A study commissioned by the district prepared by McKissick Associates looked at options for using, modifying and expanding school facilities in the district, in light of long-term trends indicating a decline in the number of school-aged children in the three municipalities. In a February 2016, a presentation prepared for the board of education outlined various scenarios, which could involve options ranging from retaining all existing facilities to consolidating all schools at a single site. After reviewing a matrix of all 10 options and weighing each on several factors identified as relevant, committee members ranked the choices; based on committee votes, the three preferred choices were (1) to keep K-5 students in Lambertville and West Amwell, while moving 6th grade to the high school complex, (2) keeping all facilities at their present locations with equity additions as needed and (3) a consolidated K-12 at a single site.

Stockton Borough Elementary School, which had seen a dramatic decline in enrollment, was closed at the end of the 2017–18 school year.

A November 2021 referendum allocating $33 million for construction projects passed by a two-vote margin. Voters in Lambertville and Stockton voted strongly in favor of the project, overcoming strong opposition from West Amwell Township voters.
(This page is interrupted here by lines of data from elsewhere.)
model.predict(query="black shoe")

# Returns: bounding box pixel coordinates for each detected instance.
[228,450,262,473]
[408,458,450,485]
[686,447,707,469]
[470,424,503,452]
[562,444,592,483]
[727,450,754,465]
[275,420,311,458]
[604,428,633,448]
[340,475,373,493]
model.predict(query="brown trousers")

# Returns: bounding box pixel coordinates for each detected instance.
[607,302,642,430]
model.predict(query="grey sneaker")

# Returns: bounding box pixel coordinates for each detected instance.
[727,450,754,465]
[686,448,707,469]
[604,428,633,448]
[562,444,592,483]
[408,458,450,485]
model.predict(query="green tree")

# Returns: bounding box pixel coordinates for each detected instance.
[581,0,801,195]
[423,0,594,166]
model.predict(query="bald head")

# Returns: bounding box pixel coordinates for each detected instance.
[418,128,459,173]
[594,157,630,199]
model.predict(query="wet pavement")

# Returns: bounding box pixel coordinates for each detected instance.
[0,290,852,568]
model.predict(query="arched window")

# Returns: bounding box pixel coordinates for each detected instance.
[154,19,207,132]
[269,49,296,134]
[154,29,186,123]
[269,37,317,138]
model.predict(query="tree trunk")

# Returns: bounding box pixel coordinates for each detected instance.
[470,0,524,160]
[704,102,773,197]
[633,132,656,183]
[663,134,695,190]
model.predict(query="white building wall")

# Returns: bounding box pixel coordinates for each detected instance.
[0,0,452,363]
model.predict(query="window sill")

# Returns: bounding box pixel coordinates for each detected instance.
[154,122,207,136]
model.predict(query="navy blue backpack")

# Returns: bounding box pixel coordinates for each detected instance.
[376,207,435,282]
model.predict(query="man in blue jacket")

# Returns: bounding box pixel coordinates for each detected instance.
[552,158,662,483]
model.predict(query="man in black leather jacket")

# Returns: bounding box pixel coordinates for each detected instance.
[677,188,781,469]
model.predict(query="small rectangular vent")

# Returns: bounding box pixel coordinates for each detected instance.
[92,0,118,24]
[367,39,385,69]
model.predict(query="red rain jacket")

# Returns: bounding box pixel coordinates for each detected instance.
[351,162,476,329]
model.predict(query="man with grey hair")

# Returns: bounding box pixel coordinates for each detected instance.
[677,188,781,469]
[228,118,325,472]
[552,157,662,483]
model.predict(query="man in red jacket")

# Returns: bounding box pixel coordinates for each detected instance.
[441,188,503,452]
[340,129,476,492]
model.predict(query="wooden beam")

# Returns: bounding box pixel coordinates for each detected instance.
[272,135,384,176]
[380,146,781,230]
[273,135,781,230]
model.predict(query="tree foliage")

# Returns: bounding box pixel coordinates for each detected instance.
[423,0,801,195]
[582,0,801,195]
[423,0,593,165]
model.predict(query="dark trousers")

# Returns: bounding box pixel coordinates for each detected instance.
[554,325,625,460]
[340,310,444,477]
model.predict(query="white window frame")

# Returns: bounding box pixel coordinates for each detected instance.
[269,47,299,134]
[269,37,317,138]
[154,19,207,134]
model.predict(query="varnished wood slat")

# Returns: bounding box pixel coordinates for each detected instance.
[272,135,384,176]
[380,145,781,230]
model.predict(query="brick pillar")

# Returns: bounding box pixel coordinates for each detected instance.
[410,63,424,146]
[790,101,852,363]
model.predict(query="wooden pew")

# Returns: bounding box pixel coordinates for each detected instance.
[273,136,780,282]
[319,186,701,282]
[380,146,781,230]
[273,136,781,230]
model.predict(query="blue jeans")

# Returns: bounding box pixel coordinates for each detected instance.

Renovations and expansion to Lambertville Public School were estimated at $12.7 million and a new middle school for grades 5-8 on the high school campus would cost $20.7 million.

==Schools==
Schools in the district (with 2022–23 enrollment data from the National Center for Education Statistics) are:

=== Elementary school ===
- South Hunterdon Regional Elementary School for grades PreK–4 (was Lambertville Public School, which had 221 students in grades PreK–6)
  - Wanda Quiñones, principal

=== Middle school ===
- South Hunterdon Regional Middle School for grades 5–8
  - David Miller, principal

=== High school ===
- South Hunterdon Regional High School for grades 9–12 (which had 417 students in grades 7–12)
  - Adam Wright, principal

==Administration==
Core members of the district's administration are:
- Anthony Suozzo, superintendent
- J. Andrew Harris, business administrator and board secretary

==Board of education==
The district's board of education, comprised of nine members, sets policy and oversees the fiscal and educational operation of the district through its administration. Of the nine seats, five are allocated to Lambertville, three to West Amwell Township and one to Stockton. As a Type II school district, the board's trustees are elected directly by voters to serve three-year terms of office on a staggered basis, with three seats up for election each year held (since 2014) as part of the November general election. The board appoints a superintendent to oversee the district's day-to-day operations and a business administrator to supervise the business functions of the district.